BOSTON – The best picture scientists can snap of the condition of important New England fish stocks can be blurry, considering the fish they’re trying to count live in the dark.

But now Sen. John Kerry is asking the head of the National Oceanic and Atmospheric Administration to find out if a developing sonar technology can bring new clarity.

In a letter to Jane Lubchenco last month, Kerry asked her to designate $1 million for a system that can scan dozens of square miles of ocean in an instant.

A fish stock’s health is the critical factor when regulators decide how much fishermen can catch. A bad estimate can mean an unnecessarily low catch limit, and that can end a fishing business, or cause unintended overfishing.

A developer of the Ocean Acoustic Waveguide Remote Sensing (OAWRS) system says it can open up an underwater view comparable to a full-screen movie, as opposed to the tiny “pixels” of the underwater picture that researchers glimpse today with periodic trawls of the ocean bottom.

“It is crucial we determine the full capabilities of this method,” Kerry wrote.

NOAA scientists see promise in the technology for spotting certain species, but say it has significant “blind spots.”

“To me, it’s just another tool in the toolbox,” said NOAA scientist Russell Brown.

Sonar fish finders have been used by fishermen for years. Those devices are like a single flashlight pointed downward, revealing only the spot of ocean the vessel is over, said Massachusetts Institute of Technology researcher Nick Makris, one of OAWRS’ principal developers.

The OAWRS system uses lower frequency sound waves to detect objects farther away. Those waves are transmitted in all directions from a string of loudspeakers that hang below one ship and reflect off different objects.

These “echoes” are picked up by a line of underwater microphones towed behind a second ship, instantaneously providing readings from an area hundreds of kilometers across.

That dwarfs the area today’s research trawlers cover.

Trawlers help create a picture of fish stocks in a different way.
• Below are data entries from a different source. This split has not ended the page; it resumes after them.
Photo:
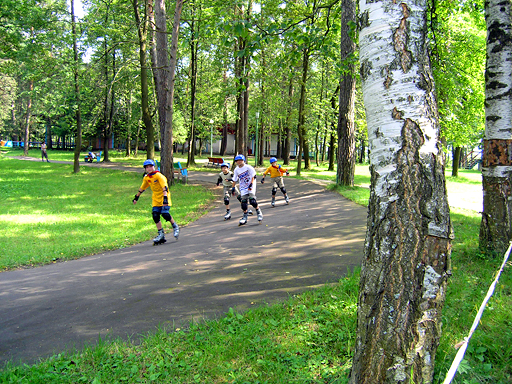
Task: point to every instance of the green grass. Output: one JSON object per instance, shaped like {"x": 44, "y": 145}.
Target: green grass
{"x": 45, "y": 206}
{"x": 306, "y": 339}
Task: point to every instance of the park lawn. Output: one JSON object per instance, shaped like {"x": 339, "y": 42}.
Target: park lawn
{"x": 306, "y": 339}
{"x": 50, "y": 214}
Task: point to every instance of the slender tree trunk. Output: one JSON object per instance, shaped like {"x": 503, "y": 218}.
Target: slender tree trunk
{"x": 78, "y": 116}
{"x": 332, "y": 150}
{"x": 496, "y": 225}
{"x": 301, "y": 127}
{"x": 142, "y": 28}
{"x": 224, "y": 142}
{"x": 168, "y": 142}
{"x": 129, "y": 127}
{"x": 106, "y": 119}
{"x": 110, "y": 125}
{"x": 406, "y": 259}
{"x": 346, "y": 126}
{"x": 161, "y": 74}
{"x": 332, "y": 143}
{"x": 193, "y": 44}
{"x": 26, "y": 134}
{"x": 324, "y": 143}
{"x": 288, "y": 124}
{"x": 456, "y": 161}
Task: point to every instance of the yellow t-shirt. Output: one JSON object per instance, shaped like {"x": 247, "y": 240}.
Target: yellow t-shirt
{"x": 157, "y": 182}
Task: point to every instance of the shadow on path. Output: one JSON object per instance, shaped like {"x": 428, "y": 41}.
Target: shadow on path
{"x": 215, "y": 265}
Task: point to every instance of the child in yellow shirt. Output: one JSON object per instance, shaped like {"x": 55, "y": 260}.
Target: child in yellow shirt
{"x": 161, "y": 200}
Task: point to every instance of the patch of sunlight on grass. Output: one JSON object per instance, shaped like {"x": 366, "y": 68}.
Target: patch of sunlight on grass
{"x": 46, "y": 218}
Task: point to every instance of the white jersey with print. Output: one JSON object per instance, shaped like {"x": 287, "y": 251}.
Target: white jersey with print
{"x": 244, "y": 176}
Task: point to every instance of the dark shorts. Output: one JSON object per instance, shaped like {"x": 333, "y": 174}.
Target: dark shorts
{"x": 163, "y": 209}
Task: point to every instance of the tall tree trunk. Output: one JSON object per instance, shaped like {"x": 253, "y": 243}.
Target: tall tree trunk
{"x": 193, "y": 44}
{"x": 78, "y": 135}
{"x": 332, "y": 150}
{"x": 142, "y": 28}
{"x": 406, "y": 259}
{"x": 224, "y": 142}
{"x": 129, "y": 126}
{"x": 456, "y": 161}
{"x": 496, "y": 225}
{"x": 106, "y": 120}
{"x": 332, "y": 143}
{"x": 301, "y": 127}
{"x": 288, "y": 123}
{"x": 167, "y": 140}
{"x": 26, "y": 133}
{"x": 346, "y": 126}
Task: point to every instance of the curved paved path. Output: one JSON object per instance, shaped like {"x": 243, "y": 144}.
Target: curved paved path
{"x": 215, "y": 265}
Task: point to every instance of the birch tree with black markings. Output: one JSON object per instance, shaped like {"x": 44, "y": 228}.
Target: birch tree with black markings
{"x": 407, "y": 249}
{"x": 496, "y": 226}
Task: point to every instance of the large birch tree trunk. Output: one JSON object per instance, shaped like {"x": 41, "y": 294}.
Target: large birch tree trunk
{"x": 496, "y": 226}
{"x": 346, "y": 126}
{"x": 407, "y": 249}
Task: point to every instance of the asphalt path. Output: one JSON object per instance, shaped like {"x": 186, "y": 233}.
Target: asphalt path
{"x": 214, "y": 265}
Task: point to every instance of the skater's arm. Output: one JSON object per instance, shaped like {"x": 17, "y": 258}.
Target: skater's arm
{"x": 137, "y": 195}
{"x": 166, "y": 199}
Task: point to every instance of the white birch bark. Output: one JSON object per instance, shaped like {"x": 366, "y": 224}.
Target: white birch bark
{"x": 407, "y": 246}
{"x": 496, "y": 226}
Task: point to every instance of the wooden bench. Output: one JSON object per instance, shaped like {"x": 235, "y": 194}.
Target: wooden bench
{"x": 215, "y": 161}
{"x": 97, "y": 159}
{"x": 182, "y": 172}
{"x": 179, "y": 171}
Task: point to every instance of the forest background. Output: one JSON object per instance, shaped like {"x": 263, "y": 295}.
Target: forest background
{"x": 37, "y": 87}
{"x": 235, "y": 62}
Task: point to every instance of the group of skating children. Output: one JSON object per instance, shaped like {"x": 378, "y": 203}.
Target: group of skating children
{"x": 246, "y": 177}
{"x": 244, "y": 174}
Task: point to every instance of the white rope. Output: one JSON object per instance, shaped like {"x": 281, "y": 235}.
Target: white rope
{"x": 462, "y": 350}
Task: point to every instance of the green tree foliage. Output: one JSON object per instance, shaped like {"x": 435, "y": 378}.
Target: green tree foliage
{"x": 459, "y": 66}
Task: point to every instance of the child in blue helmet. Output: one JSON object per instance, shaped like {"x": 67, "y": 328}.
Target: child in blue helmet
{"x": 161, "y": 199}
{"x": 276, "y": 174}
{"x": 246, "y": 176}
{"x": 226, "y": 178}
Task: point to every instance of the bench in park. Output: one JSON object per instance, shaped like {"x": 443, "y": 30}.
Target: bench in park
{"x": 215, "y": 161}
{"x": 182, "y": 172}
{"x": 97, "y": 158}
{"x": 179, "y": 171}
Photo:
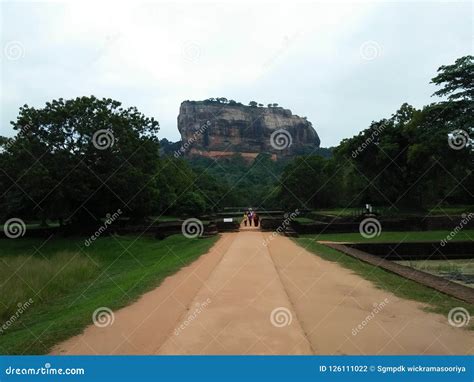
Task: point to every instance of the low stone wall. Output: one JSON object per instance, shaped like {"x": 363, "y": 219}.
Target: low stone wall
{"x": 445, "y": 286}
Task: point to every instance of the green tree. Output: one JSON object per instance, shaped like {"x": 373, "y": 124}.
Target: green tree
{"x": 80, "y": 159}
{"x": 457, "y": 79}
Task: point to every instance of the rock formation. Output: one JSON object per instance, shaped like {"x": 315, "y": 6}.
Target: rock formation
{"x": 216, "y": 129}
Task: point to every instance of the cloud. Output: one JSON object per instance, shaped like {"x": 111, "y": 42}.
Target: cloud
{"x": 304, "y": 55}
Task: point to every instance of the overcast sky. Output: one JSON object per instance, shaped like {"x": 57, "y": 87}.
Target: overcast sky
{"x": 342, "y": 65}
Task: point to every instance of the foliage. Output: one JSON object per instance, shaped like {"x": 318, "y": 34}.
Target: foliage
{"x": 53, "y": 170}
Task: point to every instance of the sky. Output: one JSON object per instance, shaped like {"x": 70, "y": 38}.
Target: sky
{"x": 340, "y": 64}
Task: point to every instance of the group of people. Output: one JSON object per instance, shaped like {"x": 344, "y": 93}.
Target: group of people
{"x": 249, "y": 217}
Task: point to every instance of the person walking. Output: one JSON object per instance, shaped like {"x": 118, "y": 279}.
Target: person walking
{"x": 256, "y": 219}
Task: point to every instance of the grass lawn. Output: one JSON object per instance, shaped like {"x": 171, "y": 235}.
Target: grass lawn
{"x": 67, "y": 282}
{"x": 467, "y": 234}
{"x": 401, "y": 287}
{"x": 457, "y": 270}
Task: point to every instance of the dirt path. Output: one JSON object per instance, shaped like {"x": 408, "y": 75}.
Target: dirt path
{"x": 244, "y": 297}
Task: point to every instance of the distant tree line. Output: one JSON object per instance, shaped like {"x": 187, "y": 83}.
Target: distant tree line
{"x": 76, "y": 160}
{"x": 413, "y": 159}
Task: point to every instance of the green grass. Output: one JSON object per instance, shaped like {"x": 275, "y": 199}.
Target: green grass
{"x": 111, "y": 272}
{"x": 437, "y": 302}
{"x": 458, "y": 267}
{"x": 464, "y": 235}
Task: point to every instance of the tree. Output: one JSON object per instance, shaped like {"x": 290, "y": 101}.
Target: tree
{"x": 309, "y": 182}
{"x": 457, "y": 79}
{"x": 80, "y": 159}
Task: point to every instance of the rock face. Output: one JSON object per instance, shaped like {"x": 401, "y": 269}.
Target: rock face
{"x": 215, "y": 129}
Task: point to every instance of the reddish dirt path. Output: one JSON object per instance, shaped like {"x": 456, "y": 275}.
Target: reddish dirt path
{"x": 244, "y": 297}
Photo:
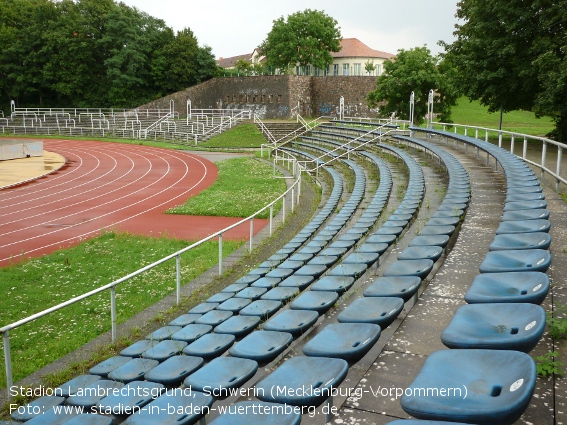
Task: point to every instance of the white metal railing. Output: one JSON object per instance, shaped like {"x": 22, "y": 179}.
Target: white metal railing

Their catch becomes an important part of formulas used to estimate fish populations and set catch limits.

Rulemakers usually set catch limits a few years into the future, basing them on projections of what stocks will look like. But the estimates become more uncertain the further ahead regulators look. If a species ends up healthier or weaker than regulators predicted, its catch limit could be based on outdated data.

For instance, regulators in the mid-2000s said they had overestimated the stock of yellowtail flounder by 77 percent, and were forced to introduce tough, protective restrictions. In 2010, regulators raised the pollock catch limit by nearly six times, after new science showed it was a healthier stock than previously thought.
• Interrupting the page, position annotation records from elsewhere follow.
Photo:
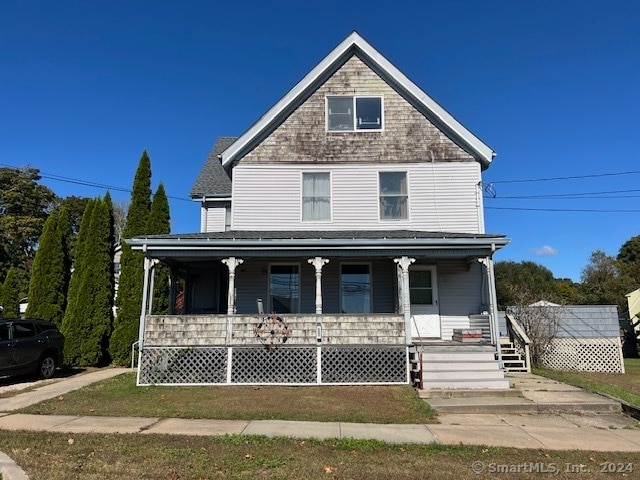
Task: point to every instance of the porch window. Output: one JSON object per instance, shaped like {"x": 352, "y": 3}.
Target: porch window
{"x": 355, "y": 288}
{"x": 346, "y": 114}
{"x": 284, "y": 288}
{"x": 421, "y": 287}
{"x": 393, "y": 196}
{"x": 316, "y": 196}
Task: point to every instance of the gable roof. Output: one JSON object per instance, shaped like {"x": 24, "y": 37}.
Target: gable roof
{"x": 354, "y": 44}
{"x": 213, "y": 180}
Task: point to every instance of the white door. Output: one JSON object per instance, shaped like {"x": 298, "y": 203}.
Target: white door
{"x": 425, "y": 311}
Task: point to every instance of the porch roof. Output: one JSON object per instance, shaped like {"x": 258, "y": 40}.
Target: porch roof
{"x": 353, "y": 243}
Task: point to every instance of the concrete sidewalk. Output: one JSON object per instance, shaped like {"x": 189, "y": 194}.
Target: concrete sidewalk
{"x": 605, "y": 432}
{"x": 547, "y": 429}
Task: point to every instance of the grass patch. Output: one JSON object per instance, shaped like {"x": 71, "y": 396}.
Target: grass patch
{"x": 120, "y": 397}
{"x": 52, "y": 456}
{"x": 625, "y": 386}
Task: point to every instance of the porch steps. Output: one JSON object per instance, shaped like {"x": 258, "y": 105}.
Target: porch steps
{"x": 511, "y": 359}
{"x": 467, "y": 367}
{"x": 481, "y": 322}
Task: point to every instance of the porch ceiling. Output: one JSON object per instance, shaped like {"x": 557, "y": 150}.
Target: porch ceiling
{"x": 316, "y": 243}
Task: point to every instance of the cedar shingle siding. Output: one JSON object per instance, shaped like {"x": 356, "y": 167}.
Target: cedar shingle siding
{"x": 407, "y": 137}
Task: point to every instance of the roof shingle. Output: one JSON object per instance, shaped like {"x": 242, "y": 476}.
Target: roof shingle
{"x": 213, "y": 179}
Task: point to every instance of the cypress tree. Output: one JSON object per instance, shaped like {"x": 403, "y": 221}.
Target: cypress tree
{"x": 129, "y": 298}
{"x": 79, "y": 260}
{"x": 89, "y": 317}
{"x": 50, "y": 275}
{"x": 10, "y": 295}
{"x": 159, "y": 223}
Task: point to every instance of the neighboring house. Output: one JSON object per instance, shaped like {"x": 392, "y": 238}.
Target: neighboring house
{"x": 588, "y": 338}
{"x": 353, "y": 209}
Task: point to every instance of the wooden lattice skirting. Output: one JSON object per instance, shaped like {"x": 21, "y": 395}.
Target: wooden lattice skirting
{"x": 290, "y": 365}
{"x": 585, "y": 355}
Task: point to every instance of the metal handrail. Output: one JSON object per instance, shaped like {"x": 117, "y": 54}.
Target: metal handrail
{"x": 516, "y": 332}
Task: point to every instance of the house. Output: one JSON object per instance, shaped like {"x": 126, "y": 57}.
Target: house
{"x": 340, "y": 232}
{"x": 587, "y": 338}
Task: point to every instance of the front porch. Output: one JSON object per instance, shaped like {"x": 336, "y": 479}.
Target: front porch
{"x": 347, "y": 306}
{"x": 291, "y": 350}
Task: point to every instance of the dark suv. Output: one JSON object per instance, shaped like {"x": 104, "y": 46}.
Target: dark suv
{"x": 29, "y": 346}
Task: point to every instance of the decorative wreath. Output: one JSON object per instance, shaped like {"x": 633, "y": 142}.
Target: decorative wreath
{"x": 272, "y": 332}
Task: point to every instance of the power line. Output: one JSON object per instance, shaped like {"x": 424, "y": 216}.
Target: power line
{"x": 87, "y": 183}
{"x": 586, "y": 210}
{"x": 574, "y": 177}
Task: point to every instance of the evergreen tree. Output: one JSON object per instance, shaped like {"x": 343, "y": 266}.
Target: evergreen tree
{"x": 129, "y": 299}
{"x": 50, "y": 275}
{"x": 89, "y": 317}
{"x": 159, "y": 223}
{"x": 10, "y": 295}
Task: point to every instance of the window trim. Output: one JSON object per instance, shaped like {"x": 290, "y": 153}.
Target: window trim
{"x": 354, "y": 129}
{"x": 370, "y": 267}
{"x": 270, "y": 298}
{"x": 302, "y": 197}
{"x": 407, "y": 218}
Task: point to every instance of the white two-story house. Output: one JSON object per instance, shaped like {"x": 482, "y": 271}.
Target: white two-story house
{"x": 340, "y": 231}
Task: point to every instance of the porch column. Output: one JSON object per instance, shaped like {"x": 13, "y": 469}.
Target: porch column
{"x": 318, "y": 263}
{"x": 232, "y": 263}
{"x": 493, "y": 306}
{"x": 405, "y": 263}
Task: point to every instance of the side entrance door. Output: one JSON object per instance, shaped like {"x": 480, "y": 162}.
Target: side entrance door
{"x": 425, "y": 310}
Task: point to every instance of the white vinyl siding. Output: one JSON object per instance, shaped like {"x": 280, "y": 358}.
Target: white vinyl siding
{"x": 442, "y": 197}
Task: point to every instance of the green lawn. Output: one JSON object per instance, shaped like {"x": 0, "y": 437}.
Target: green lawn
{"x": 119, "y": 396}
{"x": 49, "y": 456}
{"x": 624, "y": 386}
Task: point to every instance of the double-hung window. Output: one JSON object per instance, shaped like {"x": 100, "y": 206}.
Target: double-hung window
{"x": 348, "y": 114}
{"x": 316, "y": 196}
{"x": 394, "y": 198}
{"x": 284, "y": 288}
{"x": 355, "y": 288}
And now there are rumblings that Gulf of Maine cod, which scientists recently reported was getting healthier, could actually be struggling badly.

“You can’t ask people to live with policies that impact their paychecks and livelihood based on data that’s outdated,” Kerry said.

Fisherman John Haviland of Marshfield said he’d welcome any upgraded data, but he’s not confident it would mean improvements in the wrongheaded fishery policies that he said shut him out of the groundfish fishery this year.

“I may be jaded,” Haviland said. “Especially when you’re one of the fishermen that fell through the cracks.”

The OAWRS system is based on the sonar technology used during the Cold War for jobs such as detecting submarines, Makris said. His team adapted it so it could be used as an imaging system, to “see what we could see in the ocean,” he said.

They learned the system could spot fish in 2003, when Makris was on a research vessel off Long Island and scientists detected an object the size of Manhattan that was gradually changing shape. It turned out to be a massive shoal of herring.

Makris said the “swim bladders” on fish help sonar identify them.

The air-filled bladders help fish regulate their buoyancy between depths, and range in size depending on the fish. The OAWRS sound waves bounce off different-sized bladders in distinctive ways, so researchers can narrow down what species they’re seeing.

Researchers can then apply what they know about certain fish — such as where they swim at certain times, or how they behave — to determine the species.

Some regulated species, such as dogfish, don’t have swim bladders. Behavioral cues would be crucial to identifying such fish, but it’s unknown if the OAWRS system could reliably see such fish. “We haven’t tested it,” Makris said.

NOAA’s Brown says OAWRS technology appears limited because it has a blind spot: it doesn’t reach into the areas closest to the sea floor, where so many commercially valuable groundfish species dwell.

“In trying to get an overall picture for our fishery’s management needs, yes, it is a significant blind spot,” he said.

Makris said with the $1 million Kerry is requesting, scientists could find out if OAWRS can get the same good information about various groundfish as it got for herring. Such data would still need extensive verification to be used in stock assessments.

In her response to Kerry’s request, Lubchenco wrote that OAWRS has “the potential to eventually improve marine resource assessments” and could be eligible for a competitive grant program. That’s a long way from “yes.”

In the meantime, Makris said scientists are developing the technology for other uses.